“Sharing is caring.” This is a common phrase you’ll hear around my house these days. Sharing is not something that comes naturally to us—small children see what they want, and they grab it because instinctually they don’t really know any better. Watching my 4 year old being confronted with a younger brother who doesn’t know how to share has brought that reality into stark relief in my life lately.
I thought about this phrase last Friday as my group prayed through the passage of the wise and foolish bridesmaids when we met for Gospel Based Discipleship. When the foolish bridesmaids ask the wise ones for some oil, the wise do not share. Instead, they respond, “No! there will not be enough for you and for us; you had better go to the dealers and buy some for yourselves” (Matthew 25:9). The foolish ones then go to buy oil, and while they are away, the groom shows up and the wise go with him. The foolish are left outside, unknown to the groom. I wonder, though, why didn’t the wise bridesmaids share the light from their lamps?

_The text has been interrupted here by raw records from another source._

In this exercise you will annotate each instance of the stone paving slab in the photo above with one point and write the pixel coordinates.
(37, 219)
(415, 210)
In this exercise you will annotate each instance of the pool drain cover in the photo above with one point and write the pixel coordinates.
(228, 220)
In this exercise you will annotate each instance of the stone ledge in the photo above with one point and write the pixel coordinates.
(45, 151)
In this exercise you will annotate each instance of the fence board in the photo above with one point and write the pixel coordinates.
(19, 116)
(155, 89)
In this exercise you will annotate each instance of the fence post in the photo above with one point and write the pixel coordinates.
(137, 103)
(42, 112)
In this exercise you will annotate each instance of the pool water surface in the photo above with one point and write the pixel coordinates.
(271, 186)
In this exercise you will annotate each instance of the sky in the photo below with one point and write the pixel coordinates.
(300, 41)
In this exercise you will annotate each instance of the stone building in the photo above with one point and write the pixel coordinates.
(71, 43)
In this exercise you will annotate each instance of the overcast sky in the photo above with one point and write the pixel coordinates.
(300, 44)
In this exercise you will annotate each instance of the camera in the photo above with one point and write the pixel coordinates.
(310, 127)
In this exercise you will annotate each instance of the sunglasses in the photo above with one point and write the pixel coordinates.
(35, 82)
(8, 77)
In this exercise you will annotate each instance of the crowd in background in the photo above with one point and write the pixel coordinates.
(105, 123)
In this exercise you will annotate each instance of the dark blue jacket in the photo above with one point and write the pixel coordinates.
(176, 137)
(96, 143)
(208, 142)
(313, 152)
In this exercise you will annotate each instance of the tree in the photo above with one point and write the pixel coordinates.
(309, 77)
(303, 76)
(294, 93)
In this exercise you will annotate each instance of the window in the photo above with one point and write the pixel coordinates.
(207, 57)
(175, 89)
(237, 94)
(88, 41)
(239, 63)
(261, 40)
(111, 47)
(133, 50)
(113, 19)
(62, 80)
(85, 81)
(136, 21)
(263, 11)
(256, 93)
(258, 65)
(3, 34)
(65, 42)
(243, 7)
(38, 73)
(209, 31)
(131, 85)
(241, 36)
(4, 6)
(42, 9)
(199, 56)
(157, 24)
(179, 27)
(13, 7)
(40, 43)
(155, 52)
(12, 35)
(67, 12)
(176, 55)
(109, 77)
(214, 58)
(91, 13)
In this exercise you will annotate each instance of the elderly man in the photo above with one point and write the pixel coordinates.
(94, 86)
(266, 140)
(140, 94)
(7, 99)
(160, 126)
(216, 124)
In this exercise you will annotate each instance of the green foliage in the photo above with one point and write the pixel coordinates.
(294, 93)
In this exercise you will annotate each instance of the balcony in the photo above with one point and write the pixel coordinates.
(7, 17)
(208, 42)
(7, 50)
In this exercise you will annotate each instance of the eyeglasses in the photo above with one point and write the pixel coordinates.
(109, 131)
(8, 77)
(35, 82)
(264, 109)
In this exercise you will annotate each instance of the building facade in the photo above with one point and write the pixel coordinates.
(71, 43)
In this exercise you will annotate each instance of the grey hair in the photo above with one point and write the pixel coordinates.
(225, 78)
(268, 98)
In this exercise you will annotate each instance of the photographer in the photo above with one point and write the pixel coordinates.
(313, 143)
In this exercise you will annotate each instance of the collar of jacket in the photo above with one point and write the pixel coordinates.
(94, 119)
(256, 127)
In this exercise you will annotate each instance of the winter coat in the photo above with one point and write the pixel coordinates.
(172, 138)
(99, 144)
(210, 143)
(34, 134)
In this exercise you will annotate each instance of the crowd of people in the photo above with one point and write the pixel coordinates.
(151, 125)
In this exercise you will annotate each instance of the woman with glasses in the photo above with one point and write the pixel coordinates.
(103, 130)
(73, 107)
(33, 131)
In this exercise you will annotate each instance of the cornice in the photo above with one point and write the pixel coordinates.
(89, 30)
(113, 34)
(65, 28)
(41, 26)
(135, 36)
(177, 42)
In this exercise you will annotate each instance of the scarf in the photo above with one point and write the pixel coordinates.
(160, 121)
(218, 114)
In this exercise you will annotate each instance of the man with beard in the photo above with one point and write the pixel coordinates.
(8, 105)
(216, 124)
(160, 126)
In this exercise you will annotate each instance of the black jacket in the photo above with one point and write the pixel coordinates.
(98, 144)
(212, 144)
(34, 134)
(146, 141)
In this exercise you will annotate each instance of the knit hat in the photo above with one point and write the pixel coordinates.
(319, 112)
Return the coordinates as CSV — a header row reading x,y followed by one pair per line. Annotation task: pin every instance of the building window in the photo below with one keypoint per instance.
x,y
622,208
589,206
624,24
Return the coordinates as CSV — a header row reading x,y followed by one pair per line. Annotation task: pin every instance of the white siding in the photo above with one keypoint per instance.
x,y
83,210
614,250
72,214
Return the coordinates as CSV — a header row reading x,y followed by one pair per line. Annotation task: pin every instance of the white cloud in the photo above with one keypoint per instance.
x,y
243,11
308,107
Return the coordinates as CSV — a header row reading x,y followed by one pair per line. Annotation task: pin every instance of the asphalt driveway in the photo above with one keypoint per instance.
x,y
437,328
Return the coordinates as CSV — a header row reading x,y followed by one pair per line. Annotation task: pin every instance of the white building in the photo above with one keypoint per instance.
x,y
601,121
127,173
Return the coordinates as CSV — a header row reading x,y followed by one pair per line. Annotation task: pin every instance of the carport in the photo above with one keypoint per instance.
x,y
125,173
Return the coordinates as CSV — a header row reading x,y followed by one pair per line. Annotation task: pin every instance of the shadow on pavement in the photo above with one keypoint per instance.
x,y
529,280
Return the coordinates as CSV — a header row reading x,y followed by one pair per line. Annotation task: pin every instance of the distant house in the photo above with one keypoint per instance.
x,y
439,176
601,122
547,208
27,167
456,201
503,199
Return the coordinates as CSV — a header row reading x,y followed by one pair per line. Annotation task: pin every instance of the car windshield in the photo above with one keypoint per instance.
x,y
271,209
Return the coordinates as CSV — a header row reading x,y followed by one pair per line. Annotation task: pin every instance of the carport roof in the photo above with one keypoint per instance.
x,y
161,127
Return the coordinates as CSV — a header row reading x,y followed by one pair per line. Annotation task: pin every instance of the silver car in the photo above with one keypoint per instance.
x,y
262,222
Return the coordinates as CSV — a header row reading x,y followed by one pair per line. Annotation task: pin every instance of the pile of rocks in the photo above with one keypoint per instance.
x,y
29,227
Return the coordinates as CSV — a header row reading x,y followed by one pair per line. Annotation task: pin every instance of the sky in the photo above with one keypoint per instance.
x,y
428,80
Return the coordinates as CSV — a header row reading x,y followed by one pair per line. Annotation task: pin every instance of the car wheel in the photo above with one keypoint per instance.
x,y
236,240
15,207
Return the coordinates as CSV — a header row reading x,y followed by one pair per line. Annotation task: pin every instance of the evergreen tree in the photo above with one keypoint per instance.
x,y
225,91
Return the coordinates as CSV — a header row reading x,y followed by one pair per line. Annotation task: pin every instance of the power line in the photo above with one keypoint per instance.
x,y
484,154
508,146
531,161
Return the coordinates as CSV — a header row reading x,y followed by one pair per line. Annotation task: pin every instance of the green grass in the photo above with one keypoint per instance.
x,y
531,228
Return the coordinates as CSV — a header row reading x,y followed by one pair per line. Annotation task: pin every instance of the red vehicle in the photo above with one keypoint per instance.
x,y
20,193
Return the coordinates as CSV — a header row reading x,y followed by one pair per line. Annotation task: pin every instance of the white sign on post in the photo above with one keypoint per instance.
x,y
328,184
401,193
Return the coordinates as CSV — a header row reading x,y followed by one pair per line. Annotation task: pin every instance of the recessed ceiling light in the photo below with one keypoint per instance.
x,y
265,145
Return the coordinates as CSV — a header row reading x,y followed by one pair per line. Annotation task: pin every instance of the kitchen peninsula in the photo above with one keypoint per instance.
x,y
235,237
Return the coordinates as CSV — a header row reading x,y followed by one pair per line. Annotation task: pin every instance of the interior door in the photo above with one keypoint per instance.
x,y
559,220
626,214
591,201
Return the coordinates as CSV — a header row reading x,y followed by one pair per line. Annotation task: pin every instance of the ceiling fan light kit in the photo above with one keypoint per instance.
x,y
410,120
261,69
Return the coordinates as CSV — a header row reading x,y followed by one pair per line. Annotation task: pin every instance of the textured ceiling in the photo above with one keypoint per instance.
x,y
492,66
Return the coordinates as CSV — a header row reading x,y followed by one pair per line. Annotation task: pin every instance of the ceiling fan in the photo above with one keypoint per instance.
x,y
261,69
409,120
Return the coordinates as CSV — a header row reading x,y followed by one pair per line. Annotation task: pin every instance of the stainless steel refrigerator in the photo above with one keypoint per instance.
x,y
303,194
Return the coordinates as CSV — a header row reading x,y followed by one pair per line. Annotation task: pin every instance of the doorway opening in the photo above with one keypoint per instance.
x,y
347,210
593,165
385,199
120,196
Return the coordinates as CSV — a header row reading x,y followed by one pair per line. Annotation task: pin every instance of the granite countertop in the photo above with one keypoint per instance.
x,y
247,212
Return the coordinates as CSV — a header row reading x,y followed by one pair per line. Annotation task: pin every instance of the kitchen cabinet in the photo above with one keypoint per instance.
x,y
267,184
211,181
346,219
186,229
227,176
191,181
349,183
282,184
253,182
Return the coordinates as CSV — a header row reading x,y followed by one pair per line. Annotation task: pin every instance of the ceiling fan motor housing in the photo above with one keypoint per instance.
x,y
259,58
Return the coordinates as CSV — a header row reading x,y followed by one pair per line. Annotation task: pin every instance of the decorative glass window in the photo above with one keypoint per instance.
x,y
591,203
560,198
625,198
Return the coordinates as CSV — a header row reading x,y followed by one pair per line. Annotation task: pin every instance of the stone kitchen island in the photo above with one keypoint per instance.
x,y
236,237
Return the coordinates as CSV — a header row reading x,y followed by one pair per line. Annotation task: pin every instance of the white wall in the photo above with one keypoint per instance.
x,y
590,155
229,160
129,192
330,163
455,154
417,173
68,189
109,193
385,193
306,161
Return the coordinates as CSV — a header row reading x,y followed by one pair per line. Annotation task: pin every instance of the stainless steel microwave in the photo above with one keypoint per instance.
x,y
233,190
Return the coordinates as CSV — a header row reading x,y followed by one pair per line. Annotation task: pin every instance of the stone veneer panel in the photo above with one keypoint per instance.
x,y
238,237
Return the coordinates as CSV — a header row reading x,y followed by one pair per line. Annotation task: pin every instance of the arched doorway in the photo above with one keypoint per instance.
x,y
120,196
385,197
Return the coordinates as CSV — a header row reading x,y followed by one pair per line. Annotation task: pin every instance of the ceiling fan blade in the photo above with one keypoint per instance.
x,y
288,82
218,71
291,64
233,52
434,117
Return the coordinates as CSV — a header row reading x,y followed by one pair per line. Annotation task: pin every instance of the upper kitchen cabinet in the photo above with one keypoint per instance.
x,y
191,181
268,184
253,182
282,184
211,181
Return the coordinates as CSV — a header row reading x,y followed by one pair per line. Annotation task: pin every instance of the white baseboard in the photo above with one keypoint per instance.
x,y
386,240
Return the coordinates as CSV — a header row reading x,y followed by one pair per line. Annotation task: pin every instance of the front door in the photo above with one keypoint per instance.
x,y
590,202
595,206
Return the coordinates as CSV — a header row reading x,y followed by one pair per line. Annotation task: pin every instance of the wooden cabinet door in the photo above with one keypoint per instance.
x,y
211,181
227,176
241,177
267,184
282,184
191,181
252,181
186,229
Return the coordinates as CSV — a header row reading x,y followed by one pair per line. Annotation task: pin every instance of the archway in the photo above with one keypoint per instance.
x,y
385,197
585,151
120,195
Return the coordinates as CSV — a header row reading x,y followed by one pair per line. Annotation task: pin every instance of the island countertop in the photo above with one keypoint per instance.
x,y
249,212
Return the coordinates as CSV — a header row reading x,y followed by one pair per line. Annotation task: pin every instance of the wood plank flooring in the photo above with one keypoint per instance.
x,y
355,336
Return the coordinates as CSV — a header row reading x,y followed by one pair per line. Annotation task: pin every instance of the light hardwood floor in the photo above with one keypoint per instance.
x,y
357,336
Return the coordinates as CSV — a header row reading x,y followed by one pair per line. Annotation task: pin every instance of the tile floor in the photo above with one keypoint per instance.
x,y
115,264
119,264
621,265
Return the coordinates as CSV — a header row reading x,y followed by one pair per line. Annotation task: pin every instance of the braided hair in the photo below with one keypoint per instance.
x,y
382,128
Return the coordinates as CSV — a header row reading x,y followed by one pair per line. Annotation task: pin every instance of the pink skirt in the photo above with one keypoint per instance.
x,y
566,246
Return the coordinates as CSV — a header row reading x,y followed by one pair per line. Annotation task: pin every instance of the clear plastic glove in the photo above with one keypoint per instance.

After all, even on the darkest of nights, a lamp casts enough light for two people.
The Jewish Annotated New Testament notes that the oil is “a metaphor for righteousness or good deeds” (56), and thus the parable itself isn’t really about sharing light or oil. It is about being alert for the coming of Christ, and living our lives in a Christ-like manner that encourages us to be ready for his coming again. Indeed, later in Matthew 25:31-46 we are told what that kind of life looks like. What I couldn’t help but see this week as we read the Gospel, though, was not just a failure on the part of the individual foolish bridesmaids, but also a failure of community. Instead of the wise/righteous bridesmaids inviting the ones whose lives needed amendment to join in their lives of righteousness, they told the foolish to go fix the problem on their own, and come back later.
We do not typically think of righteousness as a quality that can be shared, but I wonder what it would look like if we invited people to join us on our journeys to live righteous lives, rather than telling them to fix their problems first and then come see us later. The Church is called to be a place of invitation—where we invite others to join us on The Way, and to grow in righteousness as we journey together. Furthermore, we are called to wait for the bridegroom together. As we’ve learned this year, waiting can be incredibly difficult when you don’t know when the end is coming. It can be a time of anger, anxiety, boredom, impatience, loneliness, and weariness, among other things. Thanks be to God we are not called to bear those burdens alone, but to wait and journey together. May we always strive to be a community who invites others along on the journey, even when that journey feels like a perpetual wait.